The character decides to heroically lay down his life in order to save the protagonist or someone else.

GOT actually used this trope with Lord Beric Dondarrion in season 8 episode 3, when he sacrifices himself by holding back a horde of white walkers allowing Arya and The Hound to escape.

And the same thing happened with Hodor in season 6, when he died saving Bran.

Going Back to Euron Greyjoy…

Euron is a special kind of useless character, though. As I mentioned before, only one of his actions is not inconsequential, but even that action didn’t really need “him”.

Shooting a giant spear to kill a dragon is not a skill that only Euron Greyjoy possesses. The Lannister soldiers, the Golden Company sellswords, and the men of the Iron Fleet were all seen using the same kind of weapon to attack Daenerys during the battle of King’s landing.

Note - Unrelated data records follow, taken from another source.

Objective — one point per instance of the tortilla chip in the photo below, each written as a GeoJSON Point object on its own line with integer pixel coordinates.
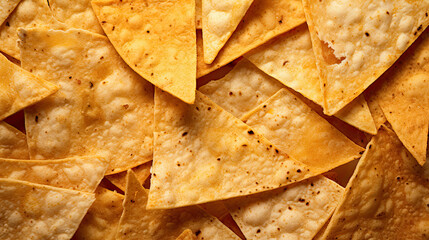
{"type": "Point", "coordinates": [80, 173]}
{"type": "Point", "coordinates": [138, 223]}
{"type": "Point", "coordinates": [13, 143]}
{"type": "Point", "coordinates": [156, 39]}
{"type": "Point", "coordinates": [264, 20]}
{"type": "Point", "coordinates": [295, 212]}
{"type": "Point", "coordinates": [19, 88]}
{"type": "Point", "coordinates": [29, 13]}
{"type": "Point", "coordinates": [104, 108]}
{"type": "Point", "coordinates": [290, 59]}
{"type": "Point", "coordinates": [296, 129]}
{"type": "Point", "coordinates": [6, 8]}
{"type": "Point", "coordinates": [404, 97]}
{"type": "Point", "coordinates": [33, 211]}
{"type": "Point", "coordinates": [356, 41]}
{"type": "Point", "coordinates": [76, 14]}
{"type": "Point", "coordinates": [387, 197]}
{"type": "Point", "coordinates": [120, 179]}
{"type": "Point", "coordinates": [220, 19]}
{"type": "Point", "coordinates": [102, 218]}
{"type": "Point", "coordinates": [202, 154]}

So even the one thing that Euron Greyjoy did which ended up having an effect on the story, could have been done by someone else.

In a different post, I’ve talked about Theon Greyjoy and how the last words he hears before dying bring an emotional and satisfying conclusion to his character arc.

I wanted to write a post entirely about Euron because his last words seem to have the exact opposite effect: not a satisfying and emotional ending, but an ironic statement that highlights the mistakes of the writers.

“I’m the man who killed Jaime Lannister”

– Euron Greyjoy, Game of Thrones, Season 8 Episode 5

No, he’s not. Jaime Lannister is badly wounded but still alive and walking after his last fight.

Euron’s last words sum up his role in the last season: he believes that he has accomplished something when in reality nothing he has done had consequences.

In the end, the lesson to be learned is that each character in a story must have a role. If a character has a name, a backstory, and a specific goal, he must do something that will affect the narrative or the other characters.

Anyway, the book version of Euron Greyjoy is actually quite interesting and mysterious, unlike the useless character version that the TV show gave us.

So the only thing left to do is to wait for the last two books and see if his character will have a significant role to play in that version of the story.